Cardinals pitcher Darryl Kile died unexpectedly of a heart attack in June 2002, while the Cardinals were in Chicago to play the Cubs. The following day, they lost to the Cubs, 8-2, with the Cubs scoring all eight before the eighth inning including a four-run sixth, and the Cardinals able to muster only two in the eighth—on future Hall of Famer (and current Angel) Albert Pujols’s two-run homer—and one in the ninth on an RBI single.

When Yankee catcher Thurman Munson was killed in the crash of his own aircraft, the Yankees played the Orioles the day after and lost a 1-0 heartbreaker in Yankee Stadium. In a game featuring three future Hall of Famers (Eddie Murray, Reggie Jackson, and Goose Gossage) and a pitching duel between Scott McGregor of the Orioles and Luis Tiant of the Yankees, the lone run came when John Lowenstein hammered a Tiant service over the fence.

A year earlier, Angels outfielder Lyman Bostock was murdered while on a visit to Gary, Indiana, in a car, when a man fired at the car hoping to hit his estranged wife, whom he suspected having an involvement, shall we say, with another man in the car. The next day, the Angels beat the Brewers in extra innings, Carney Lansford singling home Danny Goodwin with two out in the tenth.

Death in season sometimes rallies teams and other times knocks them apart. Maybe no death in Reds’ history was as shocking as the 2 August 1940 suicide of reserve catcher Will Hershberger—whose own father had committed suicide previously. Blaming himself for a doubleheader loss, Hershberger reportedly told manager Bill McKechnie more than that troubled him but nothing to do with the team, and McKechnie never disclosed the rest.

The Reds played another doubleheader the day after Hershberger’s death. They swept the Boston Braves (then known as the Bees), then went on to win the pennant with a 23-8 September before beating the Tigers in seven in the World Series. McKechnie publicly dedicated the rest of the season and the pennant chase to Hershberger, and the Reds awarded a full winning World Series share to Hershberger’s mother while they were at it.

And when Indians shortstop Ray Chapman died after being coned by Carl Mays’s fastball in 1920, the stricken Tribe—with just a little help from the explosion of the Eight Men Out being taken out in Chicago at almost season’s end—ended up winning the pennant and the World Series.

The 1955 Red Sox were headed only to a fourth place finish but they suffered the unexpected death of promising young first baseman Harry Agganis to a pulmonary embolish on 27 June that year. The following day, the Red Sox swept the Washington Senators in a doubleheader compelled by a rainout earlier that season. The scores were 4-0 in the opener and 8-2 in the nightcap.
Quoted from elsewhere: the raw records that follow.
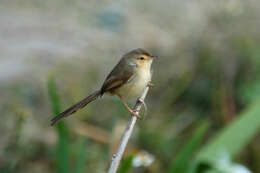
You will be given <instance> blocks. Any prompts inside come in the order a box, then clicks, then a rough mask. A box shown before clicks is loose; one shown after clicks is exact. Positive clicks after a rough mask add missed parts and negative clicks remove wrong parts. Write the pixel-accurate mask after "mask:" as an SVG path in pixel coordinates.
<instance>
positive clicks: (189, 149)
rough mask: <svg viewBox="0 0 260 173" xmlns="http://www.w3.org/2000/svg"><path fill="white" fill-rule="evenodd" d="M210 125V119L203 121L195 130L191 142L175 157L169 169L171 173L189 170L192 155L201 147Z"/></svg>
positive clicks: (169, 171)
mask: <svg viewBox="0 0 260 173" xmlns="http://www.w3.org/2000/svg"><path fill="white" fill-rule="evenodd" d="M208 127H209V123H208V121H206V122H204V123H202V124H201V125H200V127H199V128H198V129H197V130H196V131H195V132H194V135H193V136H192V137H191V139H190V140H189V142H188V143H187V144H186V145H185V146H184V147H183V148H182V149H181V151H180V152H179V153H178V154H177V156H176V157H175V159H174V161H173V162H172V164H171V168H170V169H169V173H176V172H183V173H185V172H187V171H188V170H189V165H190V161H191V159H192V155H193V154H194V152H195V151H196V149H197V148H198V147H199V145H200V143H201V141H202V138H203V136H204V134H205V132H206V130H207V129H208Z"/></svg>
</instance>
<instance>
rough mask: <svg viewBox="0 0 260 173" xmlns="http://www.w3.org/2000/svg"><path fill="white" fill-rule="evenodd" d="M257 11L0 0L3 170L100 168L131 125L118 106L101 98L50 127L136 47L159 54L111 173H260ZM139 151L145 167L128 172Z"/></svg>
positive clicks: (258, 46) (87, 169) (64, 171)
mask: <svg viewBox="0 0 260 173" xmlns="http://www.w3.org/2000/svg"><path fill="white" fill-rule="evenodd" d="M259 7H260V3H259V2H258V1H243V0H236V1H235V0H229V1H214V2H213V1H207V0H202V1H199V2H195V1H194V2H193V1H189V2H188V1H182V0H174V1H171V0H166V1H163V2H161V1H158V2H157V1H154V2H151V1H148V0H144V1H137V0H133V1H126V2H116V1H115V2H111V3H110V2H109V3H108V2H107V1H83V0H76V1H70V2H69V1H61V0H57V1H55V2H54V1H51V0H46V1H32V0H28V1H26V2H22V1H18V0H13V1H7V0H4V1H2V2H1V17H0V20H1V22H0V45H1V46H0V47H1V48H0V97H1V99H0V110H1V121H0V172H1V173H2V172H3V173H12V172H15V173H16V172H18V173H31V172H33V173H35V172H37V173H48V172H62V173H63V172H77V173H80V172H91V173H100V172H104V171H105V170H106V169H107V167H108V165H109V162H110V160H111V154H112V153H113V152H114V151H115V148H116V146H117V144H118V142H119V140H120V136H121V134H122V131H123V128H124V127H125V123H126V122H127V120H128V119H129V115H128V113H127V111H126V110H125V109H124V107H123V106H122V104H121V103H120V102H119V101H118V100H117V99H116V98H110V97H107V96H104V97H103V98H102V99H100V100H97V101H95V102H93V103H91V104H90V105H88V106H87V108H85V109H82V110H81V111H78V112H77V113H76V114H75V115H73V116H71V117H69V118H66V119H64V120H63V121H62V122H60V123H59V124H57V126H55V127H51V126H50V119H51V118H52V117H53V116H54V115H57V114H58V113H59V112H61V111H63V110H64V109H65V108H67V107H68V106H70V105H72V104H73V103H75V102H77V101H78V100H80V99H82V98H83V97H85V96H86V95H87V94H89V93H91V92H93V90H95V89H97V88H98V87H100V85H101V84H102V82H103V80H104V78H105V77H106V74H107V73H109V71H110V70H111V69H112V68H113V66H114V65H115V64H116V63H117V61H118V60H119V58H120V56H121V55H122V54H123V53H125V52H127V51H129V50H131V49H134V48H137V47H143V48H145V49H147V50H148V51H149V52H151V53H153V54H154V55H158V56H159V57H160V58H159V59H158V61H155V62H154V64H153V67H154V70H153V71H154V73H153V83H154V84H155V86H154V87H152V88H151V90H150V91H149V94H148V96H147V98H146V104H147V106H148V114H147V117H146V119H145V120H142V121H138V123H137V125H136V127H135V133H134V135H133V136H132V138H131V139H130V143H129V145H128V147H127V151H126V153H125V156H124V159H123V162H122V164H121V168H120V172H133V173H158V172H162V173H164V172H189V173H190V172H193V173H194V172H199V173H200V172H202V173H204V172H206V173H209V172H210V173H212V172H218V173H219V172H220V173H222V172H225V171H226V172H228V171H229V172H228V173H230V170H231V169H234V167H239V166H240V167H244V168H248V169H249V170H251V172H254V173H260V165H259V163H260V148H259V146H260V140H259V139H260V138H259V135H260V134H259V120H260V119H259V114H260V110H259V106H258V105H259V98H260V51H259V50H260V49H259V45H260V37H259V35H260V30H259V29H258V28H259V26H260V24H259V22H258V21H259V16H260V10H259ZM49 74H51V76H52V77H50V78H47V77H46V76H49ZM205 122H206V123H205ZM143 151H145V152H147V153H149V154H150V155H152V156H153V158H154V160H153V162H152V163H150V164H148V163H146V164H144V163H143V164H141V165H142V166H136V165H135V164H134V163H133V162H132V161H133V160H134V159H135V158H136V157H137V156H138V155H139V154H140V153H142V152H143ZM146 157H148V156H146ZM146 157H144V160H143V161H144V162H145V161H147V158H146ZM148 158H149V157H148ZM148 160H149V159H148ZM223 165H225V166H226V167H223ZM227 170H228V171H227Z"/></svg>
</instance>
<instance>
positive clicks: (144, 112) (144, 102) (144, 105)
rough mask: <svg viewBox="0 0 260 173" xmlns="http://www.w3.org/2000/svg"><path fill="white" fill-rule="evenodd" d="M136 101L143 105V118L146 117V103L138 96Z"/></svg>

These Angels may or may not band up and make a surprise run to the postseason from here. But they honoured their effervescent pitching teammate now gone in the only coin all accounts suggest Skaggs would have accepted. They played ball. And they beat a team who probably didn’t really mind getting their tails kicked for just one night, because the grief felt around baseball over Skaggs’s unexpected death was just too real.

“We knew what they were dealing with on the other side,” Rangers manager Chris Woodward said after the game. “We were trying to comprehend the impact something like that would have on our ball club. I can’t even describe the feelings they were having. Obviously, it wasn’t our best game, but clearly it affected us in some way. Honestly, I don’t know how to describe that feeling. It was just kind of obvious they deserved to win.”

“We know we’ve got an angel watching over us now,” Calhoun said. “When I got to the plate, it felt right to pay some respect to him, and like I said, we know we’ve got somebody watching over us up there.” Somebody who didn’t deserve to die at 27.